Today, I was scheduled for a MUGA (the new name is Radionuclide Angiography - the technicians weren't even positive what MUGA stands for), to check blood flow through the heart, and a Pulmonary Function Test, to measure lung function.
For the MUGA, they injected something that would circulate through the body specifically where they wanted it to (avoiding other organs, for the most part), then had me wait for 20 minutes. Then they injected me with with a radioactive marker that binds to the red blood cells and would flow through the proper path to the heart that they can take pictures of to measure blood flow. The technician was using two syringes through the same line in the back of my hand for the second injection and I got a weird pain in my wrist that was hard to describe, sort of like the muscles painfully contracting. It went away after about ten seconds, though. After that, I laid on the table while they took three pictures at different angles, which took eight minutes each.
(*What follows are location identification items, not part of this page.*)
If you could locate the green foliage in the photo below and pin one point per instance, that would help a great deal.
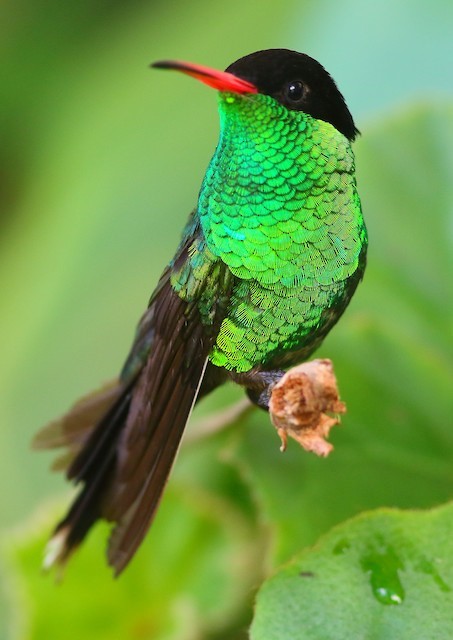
(88, 221)
(386, 574)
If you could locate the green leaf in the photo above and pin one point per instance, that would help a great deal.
(380, 576)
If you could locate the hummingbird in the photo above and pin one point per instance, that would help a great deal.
(268, 261)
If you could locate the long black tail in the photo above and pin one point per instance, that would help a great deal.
(121, 442)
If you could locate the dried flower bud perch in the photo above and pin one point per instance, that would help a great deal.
(301, 405)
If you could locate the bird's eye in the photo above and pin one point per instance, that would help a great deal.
(295, 91)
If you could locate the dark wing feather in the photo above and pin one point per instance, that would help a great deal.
(123, 440)
(160, 407)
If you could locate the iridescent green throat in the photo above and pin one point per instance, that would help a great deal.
(279, 207)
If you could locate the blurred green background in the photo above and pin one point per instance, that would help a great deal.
(100, 163)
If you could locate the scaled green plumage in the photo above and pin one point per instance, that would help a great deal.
(268, 261)
(279, 207)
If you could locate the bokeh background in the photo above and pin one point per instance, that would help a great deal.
(100, 163)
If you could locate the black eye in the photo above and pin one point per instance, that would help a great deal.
(295, 91)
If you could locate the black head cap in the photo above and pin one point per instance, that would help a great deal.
(299, 83)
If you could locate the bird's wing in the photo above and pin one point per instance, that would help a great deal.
(122, 441)
(179, 338)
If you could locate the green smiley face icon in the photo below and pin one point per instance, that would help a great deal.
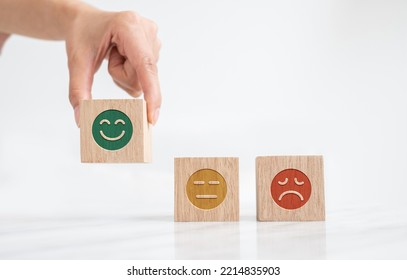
(112, 130)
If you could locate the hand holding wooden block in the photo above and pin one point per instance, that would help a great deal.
(115, 131)
(290, 188)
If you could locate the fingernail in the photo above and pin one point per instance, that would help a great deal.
(156, 115)
(76, 113)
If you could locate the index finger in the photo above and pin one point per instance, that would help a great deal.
(142, 59)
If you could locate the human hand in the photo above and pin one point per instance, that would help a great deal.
(128, 41)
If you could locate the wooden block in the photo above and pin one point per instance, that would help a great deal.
(115, 131)
(290, 188)
(206, 189)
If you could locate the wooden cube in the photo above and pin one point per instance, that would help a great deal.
(206, 189)
(290, 188)
(115, 131)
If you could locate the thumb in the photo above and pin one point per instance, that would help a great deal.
(80, 82)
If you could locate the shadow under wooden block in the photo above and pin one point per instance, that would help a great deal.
(115, 131)
(206, 189)
(290, 188)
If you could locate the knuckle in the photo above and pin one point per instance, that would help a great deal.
(149, 64)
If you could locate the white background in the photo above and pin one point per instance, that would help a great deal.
(239, 78)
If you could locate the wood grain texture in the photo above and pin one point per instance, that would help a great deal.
(138, 148)
(268, 167)
(185, 211)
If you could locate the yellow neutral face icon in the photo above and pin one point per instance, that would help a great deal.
(206, 189)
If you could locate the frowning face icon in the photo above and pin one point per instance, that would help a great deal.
(112, 130)
(206, 189)
(291, 189)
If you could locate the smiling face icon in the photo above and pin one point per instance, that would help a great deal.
(206, 189)
(291, 189)
(112, 130)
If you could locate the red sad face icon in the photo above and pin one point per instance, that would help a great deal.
(291, 189)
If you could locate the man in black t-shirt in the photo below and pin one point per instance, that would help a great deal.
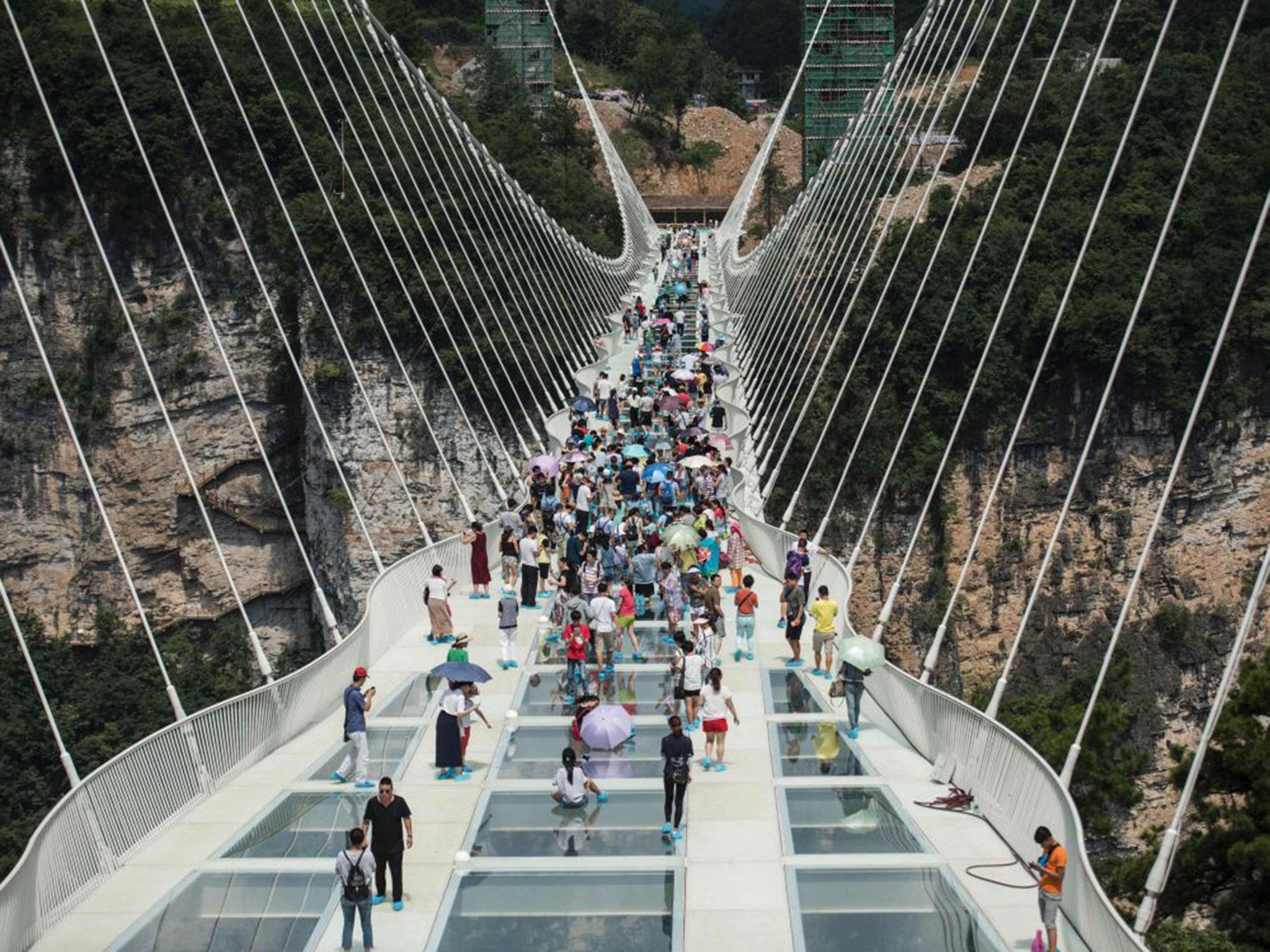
(384, 816)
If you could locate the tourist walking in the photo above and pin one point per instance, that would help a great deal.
(854, 690)
(825, 612)
(475, 537)
(793, 615)
(746, 601)
(357, 703)
(603, 616)
(528, 555)
(676, 775)
(384, 818)
(436, 594)
(577, 640)
(355, 867)
(716, 707)
(453, 729)
(1052, 868)
(508, 621)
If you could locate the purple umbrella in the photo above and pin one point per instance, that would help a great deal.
(546, 465)
(607, 726)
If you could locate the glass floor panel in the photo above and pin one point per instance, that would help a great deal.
(388, 752)
(412, 699)
(545, 912)
(265, 912)
(815, 749)
(790, 692)
(535, 754)
(884, 910)
(301, 826)
(646, 692)
(846, 821)
(533, 826)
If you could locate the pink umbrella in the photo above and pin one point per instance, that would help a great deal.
(548, 465)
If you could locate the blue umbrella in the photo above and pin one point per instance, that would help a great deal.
(461, 671)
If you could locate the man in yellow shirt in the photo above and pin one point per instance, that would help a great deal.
(825, 611)
(1052, 868)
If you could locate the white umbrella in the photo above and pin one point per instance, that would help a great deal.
(860, 651)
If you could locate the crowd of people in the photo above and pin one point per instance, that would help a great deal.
(629, 522)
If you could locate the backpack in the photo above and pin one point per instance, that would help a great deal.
(356, 886)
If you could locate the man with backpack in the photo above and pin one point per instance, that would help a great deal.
(356, 868)
(356, 706)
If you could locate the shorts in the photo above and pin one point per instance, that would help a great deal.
(1049, 904)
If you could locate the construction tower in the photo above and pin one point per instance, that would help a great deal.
(521, 31)
(848, 59)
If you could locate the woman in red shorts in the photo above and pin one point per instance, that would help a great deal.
(716, 706)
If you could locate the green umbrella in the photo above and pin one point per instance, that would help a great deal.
(681, 536)
(861, 651)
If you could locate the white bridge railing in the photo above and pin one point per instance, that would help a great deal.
(1016, 788)
(127, 801)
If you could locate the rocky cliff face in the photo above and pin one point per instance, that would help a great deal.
(56, 559)
(1215, 528)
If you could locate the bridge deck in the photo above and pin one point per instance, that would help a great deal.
(794, 782)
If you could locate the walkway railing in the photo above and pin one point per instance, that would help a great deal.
(1016, 788)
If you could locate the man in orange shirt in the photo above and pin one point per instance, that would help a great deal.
(1052, 867)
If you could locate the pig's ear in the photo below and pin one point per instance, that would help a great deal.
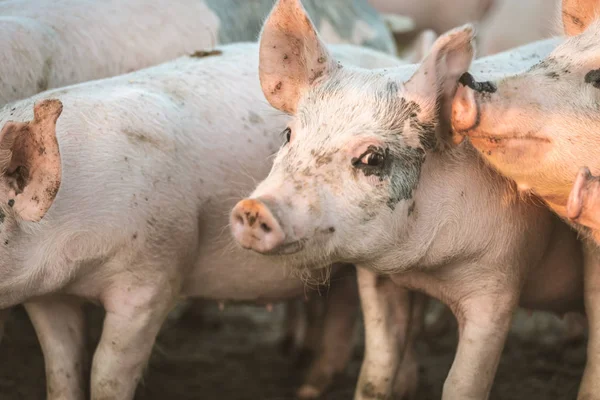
(437, 77)
(292, 57)
(421, 46)
(30, 161)
(577, 15)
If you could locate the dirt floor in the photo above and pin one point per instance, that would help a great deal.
(233, 355)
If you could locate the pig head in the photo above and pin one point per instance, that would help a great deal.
(355, 143)
(30, 163)
(540, 127)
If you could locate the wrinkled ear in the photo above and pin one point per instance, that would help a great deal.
(437, 77)
(577, 15)
(292, 57)
(583, 205)
(421, 46)
(30, 161)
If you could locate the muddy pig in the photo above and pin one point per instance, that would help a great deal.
(369, 175)
(538, 127)
(49, 44)
(117, 191)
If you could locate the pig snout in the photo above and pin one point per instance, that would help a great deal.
(466, 107)
(255, 227)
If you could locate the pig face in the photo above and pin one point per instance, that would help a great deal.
(355, 144)
(540, 127)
For the Pulmonary Function Test, I sat in a clear box with a machine that controlled air flow. They give you nose clips, so you're only breathing through your mouth, and a mouthpiece that attaches to the machine. They had me do different kinds of breathing - normal breathing, exhaling as hard and as long as possible, panting (quick, short breaths and quick, longer breaths), inhaling as hard as possible while the machine restricted the air, and probably something else I'm forgetting, with breaks in between. The whole test took about ten to fifteen minutes.